It is sometimes fascinating to read a famous person's biography of another person, because in some cases this teaches you a little bit about both people. For example, when Richard Nixon wrote about Winston Churchill, it was clear that Nixon identified with certain parts of Churchill's history. Just as Churchill had a period in the "wilderness" when he was out of power - a period which ended when World War II began - Nixon also characterized the eight years between 1961 and 1969 as his own wilderness years.
In 2007, the Guardian was printing a series of articles entitled "Great Speeches of the 20th Century." One of the speeches that was selected was Nikita Khrushchev's "Secret Speech" of 1956, the one in which Stalin was denounced. The article on this speech was written by another Soviet premier, Mikhail Gorbachev - a premier who effectively denounced Leonid Brezhnev, the person who ousted Khrushchev.
People such as me who are long-term anti-communists characterize the efforts of Khrushchev and Gorbachev as putting lipstick on a pig. What is the point of making minor changes to a system, we ask, when the entire system needs an overhaul. As Gorbachev writes about the balancing act that Khrushchev had to negotiate, we recall that Gorbachev had the same challenges.
Gorbachev:
Despite the damning revelations, the speech's overall assessment of Stalin was relatively mild.
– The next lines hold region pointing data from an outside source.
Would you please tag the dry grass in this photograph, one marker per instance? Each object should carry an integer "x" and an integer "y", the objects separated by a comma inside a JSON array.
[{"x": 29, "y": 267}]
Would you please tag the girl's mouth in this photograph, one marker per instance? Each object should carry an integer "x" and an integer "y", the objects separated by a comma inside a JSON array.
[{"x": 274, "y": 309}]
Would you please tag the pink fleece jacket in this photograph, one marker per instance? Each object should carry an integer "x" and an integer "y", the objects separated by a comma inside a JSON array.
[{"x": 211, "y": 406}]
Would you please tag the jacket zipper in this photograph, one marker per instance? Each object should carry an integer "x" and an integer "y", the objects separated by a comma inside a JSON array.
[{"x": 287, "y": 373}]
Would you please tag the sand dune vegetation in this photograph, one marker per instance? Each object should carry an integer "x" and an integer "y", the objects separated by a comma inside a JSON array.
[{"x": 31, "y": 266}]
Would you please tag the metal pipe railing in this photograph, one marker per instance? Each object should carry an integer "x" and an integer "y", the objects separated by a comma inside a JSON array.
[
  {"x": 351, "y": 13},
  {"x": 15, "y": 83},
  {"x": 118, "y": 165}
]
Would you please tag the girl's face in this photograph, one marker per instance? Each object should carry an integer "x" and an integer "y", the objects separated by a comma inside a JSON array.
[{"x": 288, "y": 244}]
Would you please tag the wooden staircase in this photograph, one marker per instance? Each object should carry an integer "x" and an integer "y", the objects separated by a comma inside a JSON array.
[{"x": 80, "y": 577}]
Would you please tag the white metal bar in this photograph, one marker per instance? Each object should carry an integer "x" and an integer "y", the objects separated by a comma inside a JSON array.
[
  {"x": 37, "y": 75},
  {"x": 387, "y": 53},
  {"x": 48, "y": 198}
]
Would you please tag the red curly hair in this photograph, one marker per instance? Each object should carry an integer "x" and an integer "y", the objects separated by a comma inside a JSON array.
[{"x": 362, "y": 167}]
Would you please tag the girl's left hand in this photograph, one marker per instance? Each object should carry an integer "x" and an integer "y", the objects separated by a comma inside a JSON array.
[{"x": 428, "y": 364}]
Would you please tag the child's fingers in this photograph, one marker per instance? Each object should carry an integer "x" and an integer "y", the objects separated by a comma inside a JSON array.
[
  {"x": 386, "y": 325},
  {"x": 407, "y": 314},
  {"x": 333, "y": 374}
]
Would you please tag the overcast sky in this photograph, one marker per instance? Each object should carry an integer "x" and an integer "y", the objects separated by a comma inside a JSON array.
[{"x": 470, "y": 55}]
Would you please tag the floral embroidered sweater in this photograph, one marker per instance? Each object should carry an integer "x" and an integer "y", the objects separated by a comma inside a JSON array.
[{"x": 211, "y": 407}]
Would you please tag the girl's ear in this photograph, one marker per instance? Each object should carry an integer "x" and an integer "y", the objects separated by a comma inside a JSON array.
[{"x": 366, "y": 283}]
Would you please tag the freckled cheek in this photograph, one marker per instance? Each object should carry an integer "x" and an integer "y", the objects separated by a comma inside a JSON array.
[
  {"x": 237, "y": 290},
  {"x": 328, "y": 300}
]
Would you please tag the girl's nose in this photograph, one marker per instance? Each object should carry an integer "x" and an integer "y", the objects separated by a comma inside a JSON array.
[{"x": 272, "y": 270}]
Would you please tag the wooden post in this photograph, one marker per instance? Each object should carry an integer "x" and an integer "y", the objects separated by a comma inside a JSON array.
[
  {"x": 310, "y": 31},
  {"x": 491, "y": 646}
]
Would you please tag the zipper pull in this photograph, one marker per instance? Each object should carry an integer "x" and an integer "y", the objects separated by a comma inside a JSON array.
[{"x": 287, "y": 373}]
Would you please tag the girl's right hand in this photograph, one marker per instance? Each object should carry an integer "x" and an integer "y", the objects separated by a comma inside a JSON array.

In this, Khrushchev yielded to the pressure of conservatives like Molotov. He said, for example, that "in the past Stalin undoubtedly performed great services to the party, to the working class and to the international workers' movement".
By contrast, in preliminary discussion, Khrushchev had said: "Stalin destroyed the party. He was not a Marxist. He wiped out all that is sacred in a human being." Later, fearing that the truth about Stalin could lead to criticism of the political system, Khrushchev reverted to saying that Stalin had been a staunch revolutionary. Such contradictions are evidence of a hard-fought battle - a struggle that should not be seen as mere palace intrigue. It took resolve and courage, qualities that Khrushchev showed in presenting the report and then also in exonerating innocent prisoners and instituting controls over the security apparatus.
It seems obvious that when Gorbachev praises Khrushchev as having resolve and courage, Gorbachev hopes that the same will be said about himself. Later in the article, the parallels are explicitly made:
Perestroika continued what the 20th congress had started, seeking to give back to socialism the "human face" destroyed by Stalin. By laying the foundations of a social market economy and by instituting free speech and elections, Perestroika implemented a new social-democratic project.
And just as Khrushchev was undone by Brezhnev, Gorbachev had his own enemy:
Its completion was thwarted by the conservatives' putsch followed by the actions of right-wing radicals led by Boris Yeltsin, who dismantled the Soviet Union and subjected the people to a "shock experiment". The result was the emergence of a "wild capitalism" which brought with it impoverishment, crime and corrupt government.
However, there is one other important parallel between Yeltsin and Brezhnev - both of them allowed their predecessors to live.